Radical Villages. This ingathering process has brought Israel its worst headaches and heartaches, but at last ten-year-old Israel thinks it has found a few answers. Faced with a babel of tongues, and infinite degrees of sophistication between skilled Rumanian surgeons and ignorant Yemeni shepherds, Israeli officials were in trouble no matter what they did. If they put all Poles in one village and all Moroccan Jews in another, the newcomers failed either to learn Hebrew or to become part of the Israeli pattern; when they were mixed together in one village, there was perpetual conflict.

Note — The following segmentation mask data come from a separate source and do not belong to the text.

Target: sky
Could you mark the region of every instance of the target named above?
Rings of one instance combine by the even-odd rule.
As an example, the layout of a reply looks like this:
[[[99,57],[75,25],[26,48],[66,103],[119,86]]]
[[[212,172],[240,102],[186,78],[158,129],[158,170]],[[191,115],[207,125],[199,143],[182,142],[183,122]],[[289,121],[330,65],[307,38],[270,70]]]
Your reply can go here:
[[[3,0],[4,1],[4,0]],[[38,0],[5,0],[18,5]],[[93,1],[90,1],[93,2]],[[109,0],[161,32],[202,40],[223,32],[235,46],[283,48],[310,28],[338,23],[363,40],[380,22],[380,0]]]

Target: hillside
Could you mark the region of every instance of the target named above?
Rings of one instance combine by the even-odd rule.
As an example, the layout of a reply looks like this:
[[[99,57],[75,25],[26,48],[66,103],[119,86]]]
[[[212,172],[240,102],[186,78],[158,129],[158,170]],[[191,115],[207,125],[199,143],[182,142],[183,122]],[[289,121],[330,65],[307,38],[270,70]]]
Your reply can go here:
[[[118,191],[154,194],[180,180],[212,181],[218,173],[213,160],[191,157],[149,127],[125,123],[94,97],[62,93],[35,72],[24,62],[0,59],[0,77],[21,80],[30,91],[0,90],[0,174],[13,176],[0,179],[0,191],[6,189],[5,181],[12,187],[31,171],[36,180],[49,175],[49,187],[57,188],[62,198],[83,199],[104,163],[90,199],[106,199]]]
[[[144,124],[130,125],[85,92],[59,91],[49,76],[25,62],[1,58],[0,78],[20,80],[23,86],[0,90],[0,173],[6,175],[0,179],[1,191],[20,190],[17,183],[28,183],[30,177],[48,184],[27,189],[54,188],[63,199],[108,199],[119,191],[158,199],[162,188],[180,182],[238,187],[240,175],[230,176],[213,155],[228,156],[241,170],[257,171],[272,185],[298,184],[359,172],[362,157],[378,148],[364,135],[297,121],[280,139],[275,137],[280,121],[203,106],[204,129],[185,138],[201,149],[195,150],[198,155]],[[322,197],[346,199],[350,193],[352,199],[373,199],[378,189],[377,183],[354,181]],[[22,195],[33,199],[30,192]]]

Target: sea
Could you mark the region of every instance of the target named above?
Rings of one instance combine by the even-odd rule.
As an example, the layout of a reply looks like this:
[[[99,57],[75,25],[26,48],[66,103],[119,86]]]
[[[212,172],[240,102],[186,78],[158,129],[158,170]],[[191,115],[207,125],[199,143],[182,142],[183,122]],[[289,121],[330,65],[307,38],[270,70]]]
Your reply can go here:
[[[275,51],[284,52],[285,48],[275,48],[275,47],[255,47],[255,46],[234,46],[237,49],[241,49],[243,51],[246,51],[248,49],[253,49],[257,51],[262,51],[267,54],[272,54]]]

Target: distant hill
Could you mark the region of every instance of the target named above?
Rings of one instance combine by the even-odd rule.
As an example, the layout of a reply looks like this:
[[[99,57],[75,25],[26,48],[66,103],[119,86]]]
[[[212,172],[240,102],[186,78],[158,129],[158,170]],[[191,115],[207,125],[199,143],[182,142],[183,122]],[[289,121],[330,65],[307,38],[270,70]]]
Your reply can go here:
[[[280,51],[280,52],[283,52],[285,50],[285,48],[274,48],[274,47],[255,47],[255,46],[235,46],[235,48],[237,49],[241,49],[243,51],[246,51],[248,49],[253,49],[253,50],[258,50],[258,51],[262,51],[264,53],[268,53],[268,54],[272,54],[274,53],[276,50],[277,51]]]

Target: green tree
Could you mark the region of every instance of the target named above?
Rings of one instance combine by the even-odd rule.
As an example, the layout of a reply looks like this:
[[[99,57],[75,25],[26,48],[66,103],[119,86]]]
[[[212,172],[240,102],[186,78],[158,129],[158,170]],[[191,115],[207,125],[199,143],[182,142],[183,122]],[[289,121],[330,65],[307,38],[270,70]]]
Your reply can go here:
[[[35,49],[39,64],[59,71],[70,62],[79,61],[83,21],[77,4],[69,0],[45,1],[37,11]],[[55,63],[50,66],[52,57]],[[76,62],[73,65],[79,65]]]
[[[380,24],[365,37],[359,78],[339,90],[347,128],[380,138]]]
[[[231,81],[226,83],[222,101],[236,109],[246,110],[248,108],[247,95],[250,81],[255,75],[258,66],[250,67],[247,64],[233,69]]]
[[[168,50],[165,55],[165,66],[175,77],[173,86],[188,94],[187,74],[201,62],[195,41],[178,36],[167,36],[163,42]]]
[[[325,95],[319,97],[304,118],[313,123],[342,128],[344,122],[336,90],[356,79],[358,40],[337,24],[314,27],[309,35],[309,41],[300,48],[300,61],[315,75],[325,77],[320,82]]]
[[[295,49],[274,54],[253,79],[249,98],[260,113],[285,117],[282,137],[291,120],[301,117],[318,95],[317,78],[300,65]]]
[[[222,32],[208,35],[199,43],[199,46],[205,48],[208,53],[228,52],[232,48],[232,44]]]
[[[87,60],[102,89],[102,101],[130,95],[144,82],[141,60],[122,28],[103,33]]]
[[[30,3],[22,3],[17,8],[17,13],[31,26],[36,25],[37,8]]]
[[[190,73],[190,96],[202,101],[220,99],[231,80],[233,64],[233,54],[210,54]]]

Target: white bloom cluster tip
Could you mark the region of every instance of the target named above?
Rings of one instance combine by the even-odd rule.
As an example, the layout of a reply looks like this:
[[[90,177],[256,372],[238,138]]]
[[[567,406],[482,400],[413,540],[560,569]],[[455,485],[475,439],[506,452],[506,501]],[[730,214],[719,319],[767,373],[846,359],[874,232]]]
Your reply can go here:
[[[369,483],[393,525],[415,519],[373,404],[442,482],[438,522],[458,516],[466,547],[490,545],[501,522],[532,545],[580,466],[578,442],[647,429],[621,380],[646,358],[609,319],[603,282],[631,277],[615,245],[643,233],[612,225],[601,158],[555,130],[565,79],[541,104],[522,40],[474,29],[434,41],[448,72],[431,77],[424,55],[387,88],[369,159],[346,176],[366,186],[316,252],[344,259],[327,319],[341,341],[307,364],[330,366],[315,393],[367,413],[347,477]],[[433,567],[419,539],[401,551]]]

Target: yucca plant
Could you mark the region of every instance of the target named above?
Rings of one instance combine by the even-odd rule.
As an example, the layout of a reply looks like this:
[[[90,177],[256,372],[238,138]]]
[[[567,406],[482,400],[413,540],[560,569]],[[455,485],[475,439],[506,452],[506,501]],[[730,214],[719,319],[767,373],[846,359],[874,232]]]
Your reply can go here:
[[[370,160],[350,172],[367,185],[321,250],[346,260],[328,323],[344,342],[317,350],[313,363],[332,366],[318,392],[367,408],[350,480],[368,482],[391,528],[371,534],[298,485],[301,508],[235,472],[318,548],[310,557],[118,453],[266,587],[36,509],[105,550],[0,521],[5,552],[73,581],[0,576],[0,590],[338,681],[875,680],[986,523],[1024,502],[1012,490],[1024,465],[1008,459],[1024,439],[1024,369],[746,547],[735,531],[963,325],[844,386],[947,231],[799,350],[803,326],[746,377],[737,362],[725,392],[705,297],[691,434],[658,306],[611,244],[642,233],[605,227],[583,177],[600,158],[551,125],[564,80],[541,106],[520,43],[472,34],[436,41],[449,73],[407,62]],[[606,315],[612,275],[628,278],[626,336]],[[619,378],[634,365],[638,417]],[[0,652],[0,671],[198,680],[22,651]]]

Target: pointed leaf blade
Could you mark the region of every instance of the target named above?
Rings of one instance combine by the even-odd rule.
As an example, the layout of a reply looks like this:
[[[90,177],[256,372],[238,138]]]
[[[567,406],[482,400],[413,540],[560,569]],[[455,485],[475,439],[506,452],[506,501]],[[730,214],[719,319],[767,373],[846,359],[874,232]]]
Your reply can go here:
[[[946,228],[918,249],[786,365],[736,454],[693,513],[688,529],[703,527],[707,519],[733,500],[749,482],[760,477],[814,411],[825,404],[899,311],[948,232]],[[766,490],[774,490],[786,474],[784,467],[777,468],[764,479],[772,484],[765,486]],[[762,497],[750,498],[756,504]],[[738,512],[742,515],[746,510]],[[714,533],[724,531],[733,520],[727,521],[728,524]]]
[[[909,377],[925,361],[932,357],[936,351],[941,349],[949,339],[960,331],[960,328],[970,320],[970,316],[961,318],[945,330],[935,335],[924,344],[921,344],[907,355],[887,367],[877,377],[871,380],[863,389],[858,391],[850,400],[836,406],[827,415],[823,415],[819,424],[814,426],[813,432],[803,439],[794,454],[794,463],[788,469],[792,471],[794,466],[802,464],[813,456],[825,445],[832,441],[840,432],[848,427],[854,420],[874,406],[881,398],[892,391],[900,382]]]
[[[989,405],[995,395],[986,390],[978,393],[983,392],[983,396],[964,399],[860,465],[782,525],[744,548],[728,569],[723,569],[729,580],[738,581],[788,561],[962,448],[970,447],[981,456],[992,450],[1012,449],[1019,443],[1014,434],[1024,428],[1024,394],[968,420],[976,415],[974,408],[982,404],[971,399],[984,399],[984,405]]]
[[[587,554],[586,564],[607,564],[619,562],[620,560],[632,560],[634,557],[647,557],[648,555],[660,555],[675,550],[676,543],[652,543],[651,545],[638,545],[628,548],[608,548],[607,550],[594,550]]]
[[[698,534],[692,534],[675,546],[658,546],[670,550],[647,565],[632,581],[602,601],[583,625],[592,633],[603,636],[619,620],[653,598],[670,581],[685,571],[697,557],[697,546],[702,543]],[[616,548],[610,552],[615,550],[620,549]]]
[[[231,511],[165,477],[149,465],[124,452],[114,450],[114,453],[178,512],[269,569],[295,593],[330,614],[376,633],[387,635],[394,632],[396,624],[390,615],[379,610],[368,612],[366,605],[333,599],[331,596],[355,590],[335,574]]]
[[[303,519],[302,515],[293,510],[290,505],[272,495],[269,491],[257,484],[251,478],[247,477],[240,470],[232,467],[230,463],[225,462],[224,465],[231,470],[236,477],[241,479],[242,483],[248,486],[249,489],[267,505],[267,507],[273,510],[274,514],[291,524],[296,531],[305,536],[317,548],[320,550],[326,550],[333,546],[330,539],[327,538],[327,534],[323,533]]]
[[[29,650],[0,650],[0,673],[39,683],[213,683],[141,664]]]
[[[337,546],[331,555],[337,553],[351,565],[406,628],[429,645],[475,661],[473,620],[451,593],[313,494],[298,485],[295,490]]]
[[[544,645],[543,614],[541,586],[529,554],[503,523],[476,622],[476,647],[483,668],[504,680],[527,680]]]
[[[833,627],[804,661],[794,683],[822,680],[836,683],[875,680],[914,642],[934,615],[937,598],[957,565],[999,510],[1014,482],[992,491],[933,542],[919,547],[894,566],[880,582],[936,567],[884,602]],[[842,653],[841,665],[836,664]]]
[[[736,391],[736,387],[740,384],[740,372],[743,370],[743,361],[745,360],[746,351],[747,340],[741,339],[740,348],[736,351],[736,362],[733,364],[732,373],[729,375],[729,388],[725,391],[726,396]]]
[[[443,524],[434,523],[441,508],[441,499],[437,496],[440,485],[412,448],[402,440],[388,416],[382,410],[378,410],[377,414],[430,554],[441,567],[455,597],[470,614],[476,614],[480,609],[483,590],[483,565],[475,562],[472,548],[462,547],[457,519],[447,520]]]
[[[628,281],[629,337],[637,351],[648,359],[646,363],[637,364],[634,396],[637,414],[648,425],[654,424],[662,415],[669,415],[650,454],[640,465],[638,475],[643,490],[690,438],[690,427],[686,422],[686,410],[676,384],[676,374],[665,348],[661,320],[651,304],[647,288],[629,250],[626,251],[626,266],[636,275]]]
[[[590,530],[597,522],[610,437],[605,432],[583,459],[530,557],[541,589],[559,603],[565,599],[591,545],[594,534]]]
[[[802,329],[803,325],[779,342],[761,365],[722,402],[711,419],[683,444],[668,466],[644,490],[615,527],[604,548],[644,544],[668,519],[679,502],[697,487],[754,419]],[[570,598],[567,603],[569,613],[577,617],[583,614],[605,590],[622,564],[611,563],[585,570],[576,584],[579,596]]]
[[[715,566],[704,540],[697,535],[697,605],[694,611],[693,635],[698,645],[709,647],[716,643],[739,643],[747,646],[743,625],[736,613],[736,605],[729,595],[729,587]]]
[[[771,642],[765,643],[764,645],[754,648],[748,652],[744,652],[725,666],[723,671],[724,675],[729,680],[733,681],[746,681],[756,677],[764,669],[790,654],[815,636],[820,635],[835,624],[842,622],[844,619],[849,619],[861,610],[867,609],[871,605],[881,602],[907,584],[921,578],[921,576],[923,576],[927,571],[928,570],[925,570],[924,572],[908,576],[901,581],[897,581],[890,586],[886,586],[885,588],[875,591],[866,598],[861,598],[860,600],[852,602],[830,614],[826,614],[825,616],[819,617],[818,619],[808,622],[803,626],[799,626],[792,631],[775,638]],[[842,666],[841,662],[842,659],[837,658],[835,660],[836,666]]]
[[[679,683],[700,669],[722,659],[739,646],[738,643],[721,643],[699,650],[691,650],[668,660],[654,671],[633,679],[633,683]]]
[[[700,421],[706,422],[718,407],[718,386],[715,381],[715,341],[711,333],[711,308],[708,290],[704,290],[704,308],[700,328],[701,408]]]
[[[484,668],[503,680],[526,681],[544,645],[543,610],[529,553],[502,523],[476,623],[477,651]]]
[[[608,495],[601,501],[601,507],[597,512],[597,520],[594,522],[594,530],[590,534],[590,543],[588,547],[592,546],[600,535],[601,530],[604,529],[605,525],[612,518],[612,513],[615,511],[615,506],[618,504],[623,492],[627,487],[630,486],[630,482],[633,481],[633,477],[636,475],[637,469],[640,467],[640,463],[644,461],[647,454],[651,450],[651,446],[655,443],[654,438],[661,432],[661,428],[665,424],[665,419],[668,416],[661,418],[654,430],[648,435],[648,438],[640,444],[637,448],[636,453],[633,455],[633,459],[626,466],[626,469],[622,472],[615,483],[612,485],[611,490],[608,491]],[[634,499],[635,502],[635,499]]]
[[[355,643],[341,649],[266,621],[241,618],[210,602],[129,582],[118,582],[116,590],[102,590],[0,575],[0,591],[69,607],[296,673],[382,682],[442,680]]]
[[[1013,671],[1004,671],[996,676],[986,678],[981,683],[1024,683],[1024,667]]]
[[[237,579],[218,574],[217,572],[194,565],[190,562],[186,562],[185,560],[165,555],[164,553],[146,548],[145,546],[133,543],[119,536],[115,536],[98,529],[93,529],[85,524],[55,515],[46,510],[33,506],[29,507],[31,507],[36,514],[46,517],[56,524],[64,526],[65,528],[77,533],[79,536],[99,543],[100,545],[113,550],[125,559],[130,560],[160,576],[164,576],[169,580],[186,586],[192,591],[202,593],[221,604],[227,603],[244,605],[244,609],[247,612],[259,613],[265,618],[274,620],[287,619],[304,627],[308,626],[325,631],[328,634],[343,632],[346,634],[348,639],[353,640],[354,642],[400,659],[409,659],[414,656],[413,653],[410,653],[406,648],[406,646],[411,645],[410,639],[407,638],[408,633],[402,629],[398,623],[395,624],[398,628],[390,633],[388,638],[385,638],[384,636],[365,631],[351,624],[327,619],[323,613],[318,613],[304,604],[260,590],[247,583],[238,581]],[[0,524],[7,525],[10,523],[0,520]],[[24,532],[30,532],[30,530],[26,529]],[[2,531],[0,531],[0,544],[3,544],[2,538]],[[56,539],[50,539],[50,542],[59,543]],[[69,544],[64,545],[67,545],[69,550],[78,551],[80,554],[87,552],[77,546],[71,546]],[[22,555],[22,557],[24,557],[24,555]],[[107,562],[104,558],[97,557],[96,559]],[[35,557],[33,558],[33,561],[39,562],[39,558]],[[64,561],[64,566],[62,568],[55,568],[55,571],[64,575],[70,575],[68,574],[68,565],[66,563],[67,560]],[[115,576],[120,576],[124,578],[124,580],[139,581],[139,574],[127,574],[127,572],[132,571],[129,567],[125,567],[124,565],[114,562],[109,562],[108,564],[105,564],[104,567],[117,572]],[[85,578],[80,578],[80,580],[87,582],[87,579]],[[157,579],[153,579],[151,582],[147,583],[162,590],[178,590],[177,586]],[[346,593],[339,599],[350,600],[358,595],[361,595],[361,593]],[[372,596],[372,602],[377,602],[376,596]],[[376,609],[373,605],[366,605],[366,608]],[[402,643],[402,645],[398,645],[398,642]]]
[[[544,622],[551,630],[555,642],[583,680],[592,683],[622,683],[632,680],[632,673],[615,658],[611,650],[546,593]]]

The new plan, tried first in the Lachish and Adullam areas along the Jordan border south of Jerusalem, is to create regional communities, clusters of small villages set up radially round a rural center where schools, health clinics, assembly rooms and tractor garages are concentrated. Each village has 50 to 60 families--all Hungarians, all Iranians or all Poles. But the children all go to the same school in the rural center. All villagers are treated at the same clinic, attend the same movie, sit in the same cafe.

Builders' Pay. At Adullam, not far from where David battled Goliath, busloads of Hungarians and Iranians arrived last week. Israeli soldier girls, led by Lieut. Yael Dayan, daughter of the former chief of Israel's armed forces, helped them move their belongings into the neat, three-room concrete cottages on the spring-green Judean slopes. There was still the familiar hard readjustment: "I lived in a third-floor apartment--and now look," exclaimed a clerk from Budapest, thrusting out hands blistered by operating a pneumatic drill with a road-building crew. But now newcomers are guaranteed 250 days' work at regular wages instead of the old immigrant's dole, and promised their own individual plots to cultivate as soon as they reclaim enough land. And to get them further used to what life in Israel is like, police units taught them how to guard against Arab infiltrators, who have long been a security worry along this hitherto unsettled portion of the frontier.